This is a rarity, but today's Facebook political debate is encouraging.
At the time of posting, 65% of respondants say that a candidates' religious belief should have no role in decision-making. 39,000 people have taken this position, many of them presumably old enough to vote (though Facebook isn't just for college students anymore, it tends to attract a somewhat older demographic than other networking sites due to its roots). 11% of those polled say that faith should have a "strong role" and 24% say that the role of faith should be "balanced with other considerations." As they say, two out of three ain't bad. Approximately 60,000 people have responded. The question is poorly worded if we want to get picky and technical, but I think most readers are going to interpret the question as being about religious faith--belief in the supernatural or divine. Given the predominance of Christianity in America, when most Americans speak of "faith" they're really talking about the Christian faith. The "postmodernist Christian" defense has commonly been to say that science is a form of faith, too, but this is a misguided straw man that shows little to no understanding of the principles of the scientific method. Anyway.

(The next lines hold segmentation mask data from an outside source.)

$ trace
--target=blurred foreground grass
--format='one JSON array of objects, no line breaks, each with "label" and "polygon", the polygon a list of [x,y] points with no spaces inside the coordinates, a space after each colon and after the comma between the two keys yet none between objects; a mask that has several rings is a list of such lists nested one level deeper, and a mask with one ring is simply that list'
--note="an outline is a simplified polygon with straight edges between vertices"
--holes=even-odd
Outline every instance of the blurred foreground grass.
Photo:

Separation of church and state issues aside, I personally think that faith should play no role whatsoever in decision-making on behalf of other people.

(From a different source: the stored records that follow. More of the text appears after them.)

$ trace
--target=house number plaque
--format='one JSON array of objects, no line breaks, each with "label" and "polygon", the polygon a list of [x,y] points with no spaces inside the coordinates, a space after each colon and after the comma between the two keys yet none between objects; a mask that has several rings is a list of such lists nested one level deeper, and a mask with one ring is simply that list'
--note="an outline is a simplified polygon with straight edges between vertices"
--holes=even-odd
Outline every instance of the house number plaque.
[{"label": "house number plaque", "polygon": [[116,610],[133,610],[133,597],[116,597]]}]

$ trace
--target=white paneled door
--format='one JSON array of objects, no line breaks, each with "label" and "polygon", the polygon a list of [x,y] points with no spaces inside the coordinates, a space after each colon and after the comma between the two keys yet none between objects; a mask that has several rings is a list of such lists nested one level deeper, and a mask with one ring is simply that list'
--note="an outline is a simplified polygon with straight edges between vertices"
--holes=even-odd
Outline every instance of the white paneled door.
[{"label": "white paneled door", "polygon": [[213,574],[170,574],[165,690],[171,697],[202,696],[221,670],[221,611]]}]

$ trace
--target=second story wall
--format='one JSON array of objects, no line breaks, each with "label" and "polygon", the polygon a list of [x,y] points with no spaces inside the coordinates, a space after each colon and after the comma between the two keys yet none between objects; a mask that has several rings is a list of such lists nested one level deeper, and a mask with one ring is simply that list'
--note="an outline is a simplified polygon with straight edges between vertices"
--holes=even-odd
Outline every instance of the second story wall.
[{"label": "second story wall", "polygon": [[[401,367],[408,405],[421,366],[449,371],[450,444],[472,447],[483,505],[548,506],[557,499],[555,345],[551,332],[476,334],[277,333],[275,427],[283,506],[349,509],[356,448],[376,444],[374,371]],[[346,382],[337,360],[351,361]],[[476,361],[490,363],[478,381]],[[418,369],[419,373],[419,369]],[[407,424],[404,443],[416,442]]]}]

The major problem with using "faith" as a decision-making tool is that it is the ultimate defense. It can be used to justify any action. To question an action that another person has taken because of "faith" is a personal attack; it is impossible to separate the logic used to support the action from the person because ultimately the only reason that the person took the action is because "they felt it was right." Any debator knows immediately that this is an absurdly weak justification and cannot be used to support a position.
This has, historically, been a very bad justification. Americans spread from sea to shining sea because they believed God wanted them to do so. The Bible has been used to condone slavery (Ephesians 6:5-9; do note that that's the NEW Testament). Islamic terrorists, too, have faith that they are doing the will of God. The people behind Global Orgasm are convinced that it's going to heal the world's problems if we all just find time to make love, not war, at the same time (at least this isn't going to hurt anybody, as long as all involved partners are willing). The "yuck reaction," an appeal to emotion sometimes referred to as "the wisdom of repugnance," suggests that anything we feel is icky or wrong must be inherently distasteful, perhaps even against the personified will of the universe. But the yuck reaction has classically been a thin justification for oppression, used by racists, homophobes, and opponents of potentially valuable scientific progress (stem cell research and animal testing come to mind).

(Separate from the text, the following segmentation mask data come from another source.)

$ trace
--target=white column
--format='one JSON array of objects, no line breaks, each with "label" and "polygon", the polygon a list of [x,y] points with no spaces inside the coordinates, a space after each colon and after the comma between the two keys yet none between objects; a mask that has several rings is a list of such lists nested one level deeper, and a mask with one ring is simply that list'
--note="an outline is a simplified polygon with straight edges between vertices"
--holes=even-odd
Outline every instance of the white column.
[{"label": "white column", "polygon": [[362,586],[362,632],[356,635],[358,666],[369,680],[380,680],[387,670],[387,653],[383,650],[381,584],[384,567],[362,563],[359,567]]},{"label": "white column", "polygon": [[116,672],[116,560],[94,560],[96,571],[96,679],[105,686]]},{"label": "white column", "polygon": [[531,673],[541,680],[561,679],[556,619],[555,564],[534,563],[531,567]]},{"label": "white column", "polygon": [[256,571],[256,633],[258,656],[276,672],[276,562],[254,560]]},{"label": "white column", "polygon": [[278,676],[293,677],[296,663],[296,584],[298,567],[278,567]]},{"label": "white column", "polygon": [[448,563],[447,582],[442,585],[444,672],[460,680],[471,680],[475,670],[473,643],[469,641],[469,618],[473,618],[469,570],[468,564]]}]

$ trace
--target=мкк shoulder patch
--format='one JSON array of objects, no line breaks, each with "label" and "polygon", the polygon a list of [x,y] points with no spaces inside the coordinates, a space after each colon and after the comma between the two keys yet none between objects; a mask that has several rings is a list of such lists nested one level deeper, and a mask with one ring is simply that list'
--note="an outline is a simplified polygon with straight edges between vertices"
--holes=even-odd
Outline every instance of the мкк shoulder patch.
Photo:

As a society, we are taught in America that faith is a personal matter, and it is wrong to belittle others because their faith differs from our own. What this means is that faith is the infalliable trump card for decision-makers in positions of power. It was the will of God, they say. It was manifest destiny. Kings throughout the ages have secured their seats of power by proclaiming themselves to be emissaries or manifestations of the divine. Surely they rule because it is the will of the greatest of deities, and their falls can be attributed to the loss of favor with the same. How can anyone not see the fallacious thinking here? If a man told you he invested in a particular stock because his horse told him to do so, you'd assume he was schizophrenic. Why can a government's leaders use an equally sound defense and get away with it?
If you're in a position of power, you had better be able to back up all of your major decisions with research and strong evidence. It is inexcusable to ignore evidence in favor of "gut feelings." To let faith affect decisions that will impact other people is sloppy and irresponsible; it should not be tolerated.
We have never had an openly atheist President in the United States. An atheist President would not be infallible. Indeed, he or she would be susceptible to the same kinds of potential mistakes that any leader is capable of making. It isn't important to me that our leader be an atheist. What I want is a leader who is a scientist, someone who bases his or her decisions on the hardest evidence available and on verifiable data instead of ethereal whispers and tomes so far removed from context as to be nearly useless for governing modern societies.
I'm willing to give the 24% who say faith and "other things" should be considered equally the benefit of the doubt because there are quite a few people who don't seem to realize that your personal feelings can be divorced from available evidence when making decisions. When you are governing a million people, sometimes the best decision for the masses is not the one you personally like the most. We don't have a direct democracy in America; we live in a republic. We elect our representatives to make decisions regarding what is best for all of us. Can't they have the maturity to set aside their personal feelings when drafting bills or voting on movements? Why are so few people able to divorce ideas from their sources and consider the ideas without letting the source bias their reasoning?